United Nations peacekeepers sparked a deadly cholera epidemic in Haiti in 2010, the first time Haiti had cholera in at least a century. For six years after that, the UN stonewalled and dodged responsibility by hiding behind its immunity, while over 10,000 Haitians died and at least 800,000 became ill from cholera. Before President Obama leaves office, he has a chance to help make this right by committing U.S. funds to the victim compensation fund and cholera elimination plan. This would be more than fair, as it appears that the U.S. was a major reason the UN took the “stonewalling position” to begin with.

Part of the article is below. Click HERE for the full text.

President Obama Should Make Sure that Haitian Victims of UN-Caused Cholera Are Compensated

Mark Weisbrot, The Huffington Post

January 12, 2017

Seven years after Haiti’s devastating earthquake, President Obama has a chance to see justice done in Haiti before he leaves office, and help address one of the island nation’s lasting humanitarian crises. That is the cholera epidemic that has killed more than 10,000 Haitians and infected at least 800,000 – or about 8 percent of the population. Families of the victims have demanded compensation from the United Nations, which brought this deadly epidemic to Haiti; and President Obama can help ensure that they receive it.

Prior to 2010, Haiti did not have cholera – a bacterium that can kill people within hours from dehydration due to diarrhea and vomiting – for more than a century. Then, in October that year, UN troops from Nepal leaked some of their fecal waste into Haiti’s Artibonite river, the country’s largest supply of drinking water.

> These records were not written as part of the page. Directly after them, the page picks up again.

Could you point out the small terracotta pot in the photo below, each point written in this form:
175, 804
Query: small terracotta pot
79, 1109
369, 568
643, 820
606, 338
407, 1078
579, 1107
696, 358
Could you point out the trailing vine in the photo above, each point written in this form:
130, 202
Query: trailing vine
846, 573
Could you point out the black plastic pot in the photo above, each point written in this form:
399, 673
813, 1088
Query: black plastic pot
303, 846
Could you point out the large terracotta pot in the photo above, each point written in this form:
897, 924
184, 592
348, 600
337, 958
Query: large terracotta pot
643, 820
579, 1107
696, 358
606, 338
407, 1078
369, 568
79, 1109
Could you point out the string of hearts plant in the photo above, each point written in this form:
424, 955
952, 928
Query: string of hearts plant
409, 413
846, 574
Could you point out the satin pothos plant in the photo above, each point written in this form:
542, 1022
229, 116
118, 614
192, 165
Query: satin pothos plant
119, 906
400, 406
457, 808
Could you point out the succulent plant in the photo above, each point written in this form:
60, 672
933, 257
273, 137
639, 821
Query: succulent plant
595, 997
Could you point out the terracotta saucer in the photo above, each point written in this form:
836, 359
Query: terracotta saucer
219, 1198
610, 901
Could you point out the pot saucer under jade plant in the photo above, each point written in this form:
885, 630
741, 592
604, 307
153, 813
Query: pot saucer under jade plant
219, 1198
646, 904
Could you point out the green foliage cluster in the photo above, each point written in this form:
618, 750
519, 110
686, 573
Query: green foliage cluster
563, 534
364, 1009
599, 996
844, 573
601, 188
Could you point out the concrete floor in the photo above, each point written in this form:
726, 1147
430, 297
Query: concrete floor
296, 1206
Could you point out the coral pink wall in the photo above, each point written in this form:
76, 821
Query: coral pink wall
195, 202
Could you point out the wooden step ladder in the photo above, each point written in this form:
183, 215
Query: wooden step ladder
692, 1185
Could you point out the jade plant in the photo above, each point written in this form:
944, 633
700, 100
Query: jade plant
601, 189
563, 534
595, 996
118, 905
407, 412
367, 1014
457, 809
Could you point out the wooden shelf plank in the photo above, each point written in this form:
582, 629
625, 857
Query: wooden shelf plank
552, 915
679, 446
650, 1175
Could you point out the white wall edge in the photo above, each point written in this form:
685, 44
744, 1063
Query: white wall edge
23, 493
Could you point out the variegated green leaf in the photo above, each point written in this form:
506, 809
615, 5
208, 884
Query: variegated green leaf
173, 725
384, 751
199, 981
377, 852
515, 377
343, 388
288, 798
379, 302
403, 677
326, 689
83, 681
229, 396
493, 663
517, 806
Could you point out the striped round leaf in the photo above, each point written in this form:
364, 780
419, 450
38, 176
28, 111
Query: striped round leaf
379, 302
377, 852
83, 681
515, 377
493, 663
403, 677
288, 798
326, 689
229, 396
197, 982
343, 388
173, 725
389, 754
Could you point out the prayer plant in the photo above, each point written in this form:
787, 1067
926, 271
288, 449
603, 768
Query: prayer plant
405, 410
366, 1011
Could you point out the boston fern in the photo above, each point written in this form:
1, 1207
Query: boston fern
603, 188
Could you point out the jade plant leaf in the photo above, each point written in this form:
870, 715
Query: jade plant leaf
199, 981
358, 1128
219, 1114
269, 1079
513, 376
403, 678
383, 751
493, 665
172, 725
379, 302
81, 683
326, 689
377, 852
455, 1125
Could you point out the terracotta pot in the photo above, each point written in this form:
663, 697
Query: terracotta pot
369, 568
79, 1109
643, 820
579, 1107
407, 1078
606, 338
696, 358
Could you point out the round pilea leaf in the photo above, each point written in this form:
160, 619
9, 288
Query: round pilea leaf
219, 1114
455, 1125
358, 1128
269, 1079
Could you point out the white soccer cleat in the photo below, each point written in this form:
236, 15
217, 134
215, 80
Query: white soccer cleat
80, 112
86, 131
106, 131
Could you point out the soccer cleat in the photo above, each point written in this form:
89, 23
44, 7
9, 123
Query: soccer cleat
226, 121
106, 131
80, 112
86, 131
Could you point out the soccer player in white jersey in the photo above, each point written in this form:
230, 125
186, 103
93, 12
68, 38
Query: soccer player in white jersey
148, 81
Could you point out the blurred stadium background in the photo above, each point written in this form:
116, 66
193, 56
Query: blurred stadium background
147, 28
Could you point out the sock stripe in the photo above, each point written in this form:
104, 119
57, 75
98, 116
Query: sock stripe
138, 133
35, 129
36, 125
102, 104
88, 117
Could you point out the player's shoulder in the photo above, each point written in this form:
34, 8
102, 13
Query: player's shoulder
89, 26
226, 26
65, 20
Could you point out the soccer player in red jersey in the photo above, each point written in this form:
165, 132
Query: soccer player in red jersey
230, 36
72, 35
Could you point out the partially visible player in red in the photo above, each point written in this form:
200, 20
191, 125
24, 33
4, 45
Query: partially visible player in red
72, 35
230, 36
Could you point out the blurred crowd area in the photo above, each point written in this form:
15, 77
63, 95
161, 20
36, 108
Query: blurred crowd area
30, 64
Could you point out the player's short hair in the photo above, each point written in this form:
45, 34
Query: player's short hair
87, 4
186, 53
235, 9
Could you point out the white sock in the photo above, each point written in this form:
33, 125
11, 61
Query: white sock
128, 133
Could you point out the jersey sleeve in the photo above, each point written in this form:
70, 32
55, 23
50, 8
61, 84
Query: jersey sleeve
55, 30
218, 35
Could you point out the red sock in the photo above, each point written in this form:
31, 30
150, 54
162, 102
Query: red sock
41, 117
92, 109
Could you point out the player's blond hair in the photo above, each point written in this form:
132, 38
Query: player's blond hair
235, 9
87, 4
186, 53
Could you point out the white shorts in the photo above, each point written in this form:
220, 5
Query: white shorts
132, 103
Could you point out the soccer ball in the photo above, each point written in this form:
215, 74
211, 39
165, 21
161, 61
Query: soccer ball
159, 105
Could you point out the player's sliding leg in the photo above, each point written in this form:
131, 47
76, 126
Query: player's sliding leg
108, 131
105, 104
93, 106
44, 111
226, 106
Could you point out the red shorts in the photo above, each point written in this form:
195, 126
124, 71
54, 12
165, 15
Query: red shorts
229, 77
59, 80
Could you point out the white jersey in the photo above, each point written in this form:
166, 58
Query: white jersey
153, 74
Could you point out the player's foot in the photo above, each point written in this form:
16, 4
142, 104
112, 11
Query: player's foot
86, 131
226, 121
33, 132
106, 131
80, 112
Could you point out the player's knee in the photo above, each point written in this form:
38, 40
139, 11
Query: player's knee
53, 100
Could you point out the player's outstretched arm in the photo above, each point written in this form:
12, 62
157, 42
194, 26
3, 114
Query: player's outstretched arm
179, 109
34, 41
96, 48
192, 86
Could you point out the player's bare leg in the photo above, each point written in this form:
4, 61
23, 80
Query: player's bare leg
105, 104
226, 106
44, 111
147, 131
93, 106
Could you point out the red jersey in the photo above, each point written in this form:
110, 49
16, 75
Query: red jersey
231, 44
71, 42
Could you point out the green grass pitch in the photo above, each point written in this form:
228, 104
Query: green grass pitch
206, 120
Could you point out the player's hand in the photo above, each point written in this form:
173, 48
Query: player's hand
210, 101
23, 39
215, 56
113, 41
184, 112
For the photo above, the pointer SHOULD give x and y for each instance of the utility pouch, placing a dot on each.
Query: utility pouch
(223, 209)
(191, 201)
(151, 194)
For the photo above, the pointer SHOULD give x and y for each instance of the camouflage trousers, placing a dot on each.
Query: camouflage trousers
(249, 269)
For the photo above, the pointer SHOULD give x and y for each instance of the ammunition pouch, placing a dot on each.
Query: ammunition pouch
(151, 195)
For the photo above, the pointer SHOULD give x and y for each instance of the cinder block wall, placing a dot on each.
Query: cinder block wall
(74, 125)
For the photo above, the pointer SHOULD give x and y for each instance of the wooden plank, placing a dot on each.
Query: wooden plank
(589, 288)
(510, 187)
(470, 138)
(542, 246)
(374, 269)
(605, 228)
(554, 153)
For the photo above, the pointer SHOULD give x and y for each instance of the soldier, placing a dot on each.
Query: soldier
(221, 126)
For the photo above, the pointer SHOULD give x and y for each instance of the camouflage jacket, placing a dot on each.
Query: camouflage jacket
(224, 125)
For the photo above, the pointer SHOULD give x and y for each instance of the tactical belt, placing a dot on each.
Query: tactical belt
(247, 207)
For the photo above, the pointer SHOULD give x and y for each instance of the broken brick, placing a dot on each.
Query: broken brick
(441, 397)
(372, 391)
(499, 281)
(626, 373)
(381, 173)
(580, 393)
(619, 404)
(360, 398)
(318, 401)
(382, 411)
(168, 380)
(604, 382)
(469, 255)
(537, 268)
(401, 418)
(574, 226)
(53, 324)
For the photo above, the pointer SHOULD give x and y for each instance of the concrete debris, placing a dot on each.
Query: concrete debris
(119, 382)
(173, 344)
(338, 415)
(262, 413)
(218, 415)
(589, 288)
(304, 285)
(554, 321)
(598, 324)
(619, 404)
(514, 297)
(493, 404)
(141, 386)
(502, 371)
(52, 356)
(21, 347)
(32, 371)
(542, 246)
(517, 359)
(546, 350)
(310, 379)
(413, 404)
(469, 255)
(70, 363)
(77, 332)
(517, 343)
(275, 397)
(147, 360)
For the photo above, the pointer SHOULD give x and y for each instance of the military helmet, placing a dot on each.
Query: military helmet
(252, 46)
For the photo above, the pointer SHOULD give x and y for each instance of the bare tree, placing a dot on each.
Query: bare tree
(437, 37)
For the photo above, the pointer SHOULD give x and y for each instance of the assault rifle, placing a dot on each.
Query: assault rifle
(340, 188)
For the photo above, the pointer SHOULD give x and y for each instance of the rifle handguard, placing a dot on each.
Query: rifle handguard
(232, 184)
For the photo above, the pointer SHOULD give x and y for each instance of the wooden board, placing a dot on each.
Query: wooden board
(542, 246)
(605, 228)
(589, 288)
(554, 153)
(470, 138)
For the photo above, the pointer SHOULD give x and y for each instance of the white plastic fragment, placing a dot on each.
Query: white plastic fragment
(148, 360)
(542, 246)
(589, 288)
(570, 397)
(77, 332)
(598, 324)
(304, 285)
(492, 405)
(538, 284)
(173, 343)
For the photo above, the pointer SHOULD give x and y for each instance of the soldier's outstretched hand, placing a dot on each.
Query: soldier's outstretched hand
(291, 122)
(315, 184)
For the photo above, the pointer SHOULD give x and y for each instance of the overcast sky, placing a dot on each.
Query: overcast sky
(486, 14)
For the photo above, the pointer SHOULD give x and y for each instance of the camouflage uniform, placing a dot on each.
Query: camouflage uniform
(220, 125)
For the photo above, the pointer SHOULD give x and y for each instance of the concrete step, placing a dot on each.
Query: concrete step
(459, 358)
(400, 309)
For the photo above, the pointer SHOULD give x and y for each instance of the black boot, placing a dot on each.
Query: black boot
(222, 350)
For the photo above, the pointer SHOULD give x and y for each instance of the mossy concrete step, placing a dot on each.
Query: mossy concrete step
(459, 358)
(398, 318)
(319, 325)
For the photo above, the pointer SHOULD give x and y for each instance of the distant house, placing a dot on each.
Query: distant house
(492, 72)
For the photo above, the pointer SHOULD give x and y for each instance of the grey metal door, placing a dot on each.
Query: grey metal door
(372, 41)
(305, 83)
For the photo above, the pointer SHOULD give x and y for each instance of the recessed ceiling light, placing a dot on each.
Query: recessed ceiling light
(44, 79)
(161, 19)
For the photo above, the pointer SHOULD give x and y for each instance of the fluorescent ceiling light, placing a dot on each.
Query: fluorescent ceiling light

I visited a cholera treatment center in Mirebalais in 2011, and watched as victims – some too weak to walk – were taken into a large tent for rehydration. They were luckier than many rural residents not far away who could not get to a treatment center in time. The ones that I saw survived, but so did the cholera bacteria; the number of infections will rise this year due to the devastation brought by Hurricane Matthew in October.